IoT With Amazon Kinesis and Spark Streaming on Qubole

DZone 's Guide to

IoT With Amazon Kinesis and Spark Streaming on Qubole

Learn about receiving, analyzing, and processing big data using Amazon Kinesis, Amazon IoT, Spark Streaming, and Qubole.

· Big Data Zone ·
Free Resource

The Internet of Things (IoT) is increasingly becoming an important topic in the world of application development. This is because these devices are constantly sending a high velocity of data that needs to be processed and analyzed. Amazon Kinesis and Amazon IoT are a perfect pair for receiving and analyzing this data and Spark Streaming can be used to process the data as it arrives.

In this blog post, we will look at Kinesis, Apache Spark, Amazon IoT, and Qubole to build a streaming pipeline. Amazon IoT and Kinesis are services that can be provisioned easily on AWS and for Spark streaming, we will use the Qubole platform. Qubole offers a greatly enhanced, easy-to-use, and cloud-optimized Spark as a service for running Spark applications on AWS.

Sample IoT Dataset

Amazon provides an IoT data generator called Simple Beer Simulator (SBS) that generates random JSON dataset from a simulated IoT device connected to a beer dispenser. Sample data includes temperature, humidity, and flow rate. See below.

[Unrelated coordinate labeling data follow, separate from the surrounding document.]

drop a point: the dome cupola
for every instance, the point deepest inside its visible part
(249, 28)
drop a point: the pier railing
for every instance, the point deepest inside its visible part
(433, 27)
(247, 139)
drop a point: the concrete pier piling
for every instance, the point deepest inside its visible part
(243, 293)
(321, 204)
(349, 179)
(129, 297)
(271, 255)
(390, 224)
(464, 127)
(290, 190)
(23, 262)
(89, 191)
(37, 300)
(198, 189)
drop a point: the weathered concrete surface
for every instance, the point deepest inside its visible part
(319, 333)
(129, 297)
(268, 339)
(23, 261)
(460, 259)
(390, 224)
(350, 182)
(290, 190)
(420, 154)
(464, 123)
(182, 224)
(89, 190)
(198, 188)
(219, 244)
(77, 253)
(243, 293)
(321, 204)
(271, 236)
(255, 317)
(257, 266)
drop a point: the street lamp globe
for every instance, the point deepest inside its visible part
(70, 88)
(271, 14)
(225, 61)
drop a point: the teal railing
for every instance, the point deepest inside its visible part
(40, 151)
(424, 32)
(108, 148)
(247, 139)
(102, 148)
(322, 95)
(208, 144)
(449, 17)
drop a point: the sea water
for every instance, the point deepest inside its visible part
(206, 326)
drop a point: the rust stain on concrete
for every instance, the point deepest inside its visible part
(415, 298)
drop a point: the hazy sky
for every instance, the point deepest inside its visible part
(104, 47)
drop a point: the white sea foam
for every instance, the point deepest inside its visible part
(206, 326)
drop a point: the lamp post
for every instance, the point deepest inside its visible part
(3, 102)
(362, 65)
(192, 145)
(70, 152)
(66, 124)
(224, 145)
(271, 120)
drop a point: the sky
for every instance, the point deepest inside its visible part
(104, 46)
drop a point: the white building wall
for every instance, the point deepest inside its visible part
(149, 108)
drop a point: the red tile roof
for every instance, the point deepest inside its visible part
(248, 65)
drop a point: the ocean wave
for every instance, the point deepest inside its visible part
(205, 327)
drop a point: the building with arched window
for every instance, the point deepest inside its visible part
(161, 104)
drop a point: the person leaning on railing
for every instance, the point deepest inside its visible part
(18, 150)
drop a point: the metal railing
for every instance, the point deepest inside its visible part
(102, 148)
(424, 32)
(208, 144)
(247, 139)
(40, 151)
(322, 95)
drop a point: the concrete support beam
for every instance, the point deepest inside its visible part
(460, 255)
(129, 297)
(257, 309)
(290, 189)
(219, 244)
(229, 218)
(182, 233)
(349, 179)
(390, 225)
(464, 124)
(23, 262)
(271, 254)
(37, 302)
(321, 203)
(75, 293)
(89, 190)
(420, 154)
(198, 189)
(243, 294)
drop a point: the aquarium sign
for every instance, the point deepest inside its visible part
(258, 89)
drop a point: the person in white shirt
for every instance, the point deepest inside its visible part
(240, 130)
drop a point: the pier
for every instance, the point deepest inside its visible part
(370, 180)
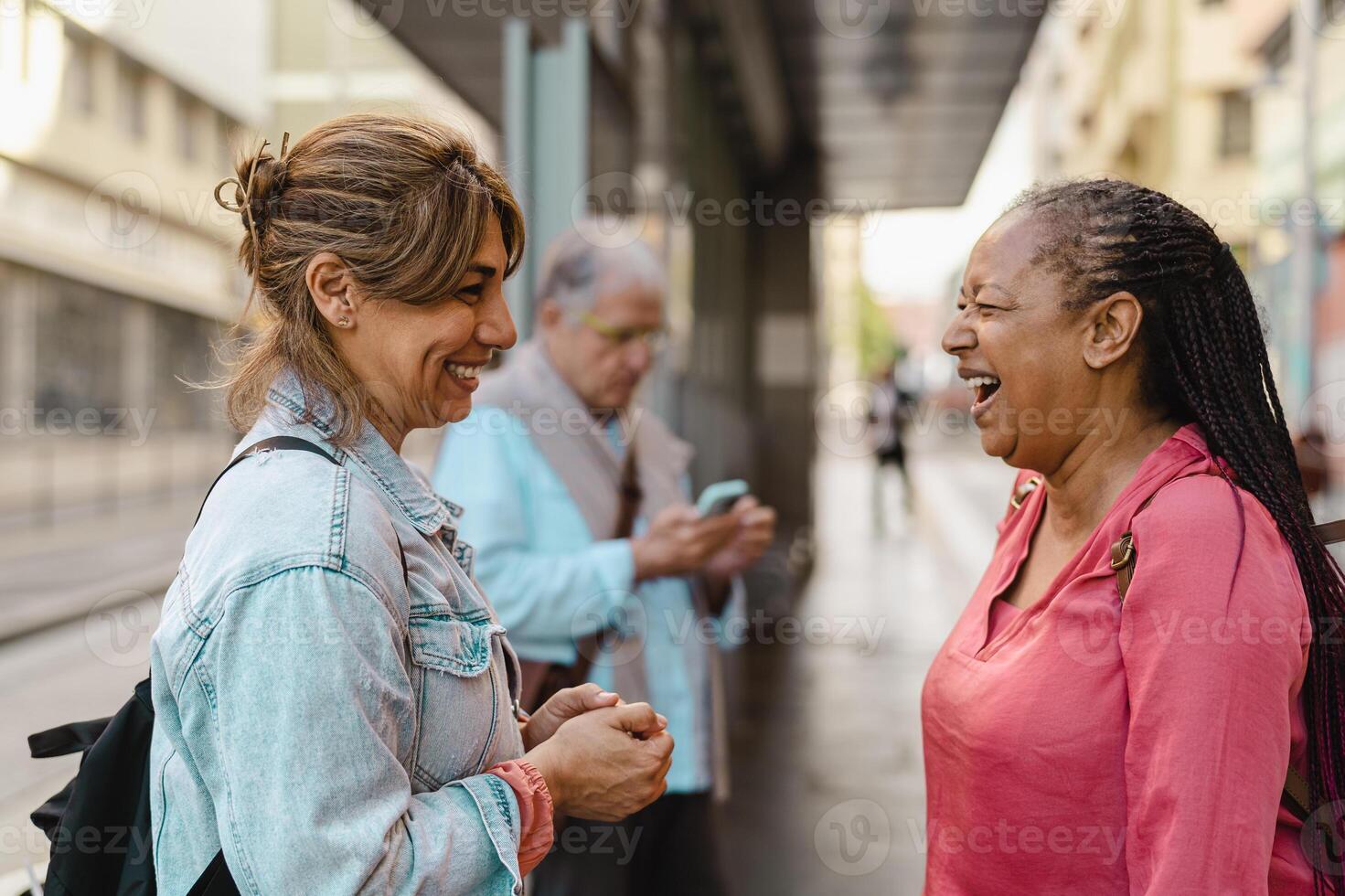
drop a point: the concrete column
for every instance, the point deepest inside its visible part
(17, 336)
(785, 353)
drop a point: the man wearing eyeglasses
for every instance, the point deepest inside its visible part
(576, 502)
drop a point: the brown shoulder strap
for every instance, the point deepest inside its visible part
(630, 496)
(1330, 533)
(1297, 795)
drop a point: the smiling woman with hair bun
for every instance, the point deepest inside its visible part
(336, 699)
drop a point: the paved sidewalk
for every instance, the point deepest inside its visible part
(828, 779)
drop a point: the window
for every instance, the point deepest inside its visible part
(79, 79)
(1235, 131)
(79, 353)
(185, 122)
(225, 129)
(131, 97)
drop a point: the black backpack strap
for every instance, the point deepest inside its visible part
(216, 880)
(62, 741)
(284, 443)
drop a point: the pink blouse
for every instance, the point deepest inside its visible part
(1091, 750)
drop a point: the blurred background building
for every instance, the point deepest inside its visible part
(814, 173)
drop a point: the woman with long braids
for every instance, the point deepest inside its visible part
(1136, 692)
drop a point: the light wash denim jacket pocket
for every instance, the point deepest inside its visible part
(322, 715)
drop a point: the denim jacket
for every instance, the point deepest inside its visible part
(322, 713)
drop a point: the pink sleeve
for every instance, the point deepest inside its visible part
(1211, 667)
(534, 809)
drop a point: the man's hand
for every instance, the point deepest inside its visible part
(679, 541)
(564, 705)
(753, 533)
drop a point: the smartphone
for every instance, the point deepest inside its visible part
(720, 498)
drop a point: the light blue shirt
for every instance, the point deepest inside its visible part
(551, 582)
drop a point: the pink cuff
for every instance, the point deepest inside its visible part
(534, 809)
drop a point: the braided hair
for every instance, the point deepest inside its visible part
(1204, 361)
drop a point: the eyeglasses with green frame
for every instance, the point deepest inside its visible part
(654, 338)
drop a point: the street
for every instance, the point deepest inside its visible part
(827, 776)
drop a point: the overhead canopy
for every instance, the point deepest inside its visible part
(899, 99)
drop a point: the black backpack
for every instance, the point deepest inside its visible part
(99, 824)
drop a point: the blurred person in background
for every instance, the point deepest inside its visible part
(577, 505)
(1137, 677)
(893, 408)
(334, 695)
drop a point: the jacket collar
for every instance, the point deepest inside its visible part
(404, 487)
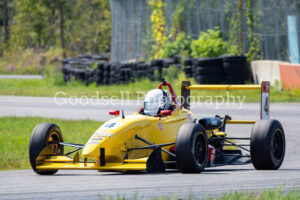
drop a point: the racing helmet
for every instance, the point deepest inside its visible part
(155, 101)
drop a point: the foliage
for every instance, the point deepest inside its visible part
(209, 44)
(171, 73)
(48, 88)
(178, 18)
(158, 27)
(36, 24)
(181, 46)
(254, 49)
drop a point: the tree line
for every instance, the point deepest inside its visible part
(80, 26)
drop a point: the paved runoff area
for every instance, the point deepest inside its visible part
(24, 184)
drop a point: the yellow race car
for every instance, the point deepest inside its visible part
(173, 138)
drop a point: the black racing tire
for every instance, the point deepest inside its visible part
(41, 135)
(191, 148)
(267, 145)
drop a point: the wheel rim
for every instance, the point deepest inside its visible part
(200, 149)
(53, 140)
(277, 146)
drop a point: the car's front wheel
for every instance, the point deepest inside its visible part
(191, 148)
(45, 135)
(267, 144)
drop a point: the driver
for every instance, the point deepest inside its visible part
(155, 101)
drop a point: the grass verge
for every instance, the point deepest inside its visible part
(50, 86)
(15, 134)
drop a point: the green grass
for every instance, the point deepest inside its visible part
(15, 135)
(50, 86)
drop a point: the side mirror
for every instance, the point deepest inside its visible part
(165, 112)
(114, 112)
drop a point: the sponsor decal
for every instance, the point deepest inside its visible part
(160, 126)
(102, 134)
(113, 125)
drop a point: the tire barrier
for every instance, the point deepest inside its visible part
(225, 69)
(92, 68)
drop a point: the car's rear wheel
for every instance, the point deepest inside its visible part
(45, 135)
(267, 145)
(191, 148)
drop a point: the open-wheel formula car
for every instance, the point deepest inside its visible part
(173, 138)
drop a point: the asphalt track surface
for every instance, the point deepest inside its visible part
(24, 184)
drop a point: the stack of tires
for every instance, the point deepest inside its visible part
(225, 69)
(235, 69)
(126, 75)
(208, 70)
(81, 67)
(141, 70)
(188, 65)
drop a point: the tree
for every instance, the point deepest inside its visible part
(5, 20)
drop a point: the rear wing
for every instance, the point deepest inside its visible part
(264, 88)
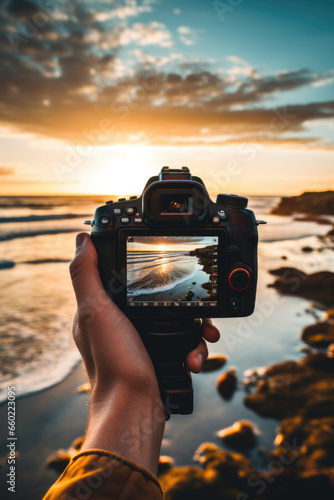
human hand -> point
(124, 388)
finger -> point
(84, 272)
(196, 358)
(210, 331)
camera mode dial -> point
(232, 200)
(239, 279)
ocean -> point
(37, 306)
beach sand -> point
(46, 421)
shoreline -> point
(46, 421)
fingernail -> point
(200, 359)
(80, 240)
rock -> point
(231, 476)
(294, 388)
(6, 264)
(227, 384)
(318, 287)
(214, 362)
(313, 218)
(165, 464)
(240, 436)
(330, 351)
(308, 441)
(308, 203)
(320, 334)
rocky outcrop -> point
(308, 203)
(318, 287)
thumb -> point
(84, 272)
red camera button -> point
(239, 279)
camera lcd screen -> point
(172, 271)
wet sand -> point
(46, 421)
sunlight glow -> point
(124, 171)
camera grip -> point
(168, 345)
(110, 278)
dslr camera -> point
(171, 257)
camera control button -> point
(239, 279)
(233, 305)
(118, 211)
(104, 221)
(222, 214)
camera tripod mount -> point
(168, 344)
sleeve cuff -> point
(103, 475)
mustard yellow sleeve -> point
(101, 475)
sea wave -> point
(157, 281)
(32, 234)
(41, 218)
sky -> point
(97, 96)
(169, 244)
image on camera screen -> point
(172, 271)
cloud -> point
(187, 35)
(153, 33)
(71, 75)
(7, 171)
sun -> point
(162, 248)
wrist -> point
(127, 420)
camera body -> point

{"deviceParameter": "Sound", "deviceValue": 109, "deviceId": "SBS03", "dateTime": "2017-08-19 23:57:26"}
{"deviceParameter": "Temperature", "deviceValue": 35, "deviceId": "SBS04", "dateTime": "2017-08-19 23:57:27"}
{"deviceParameter": "Temperature", "deviceValue": 23, "deviceId": "SBS03", "dateTime": "2017-08-19 23:57:28"}
{"deviceParameter": "Humidity", "deviceValue": 86, "deviceId": "SBS01", "dateTime": "2017-08-19 23:57:29"}

This sample data will be streamed into Amazon IoT and passed via a rule to Kinesis.

Creating the Kinesis Stream

Log into your AWS console, navigate to Kinesis and create a stream called iot-stream.

Note: One shard is good for this example because we won't be stressing the application with a large volume of devices and data. In a real-world scenario, increasing the number of shards in a Kinesis stream will improve application scalability.

Create an IoT Rule

Log into your AWS console, navigate to IoT, and create a new rule as follows.


  • Topic filter: /sbs/devicedata/#

  • Attribute: *

Create an IoT Action

Navigate to IoT and create a new action as follows.

Select Kinesis as a destination for your messages. On the next screen, you will need to create a rule to publish to Kinesis.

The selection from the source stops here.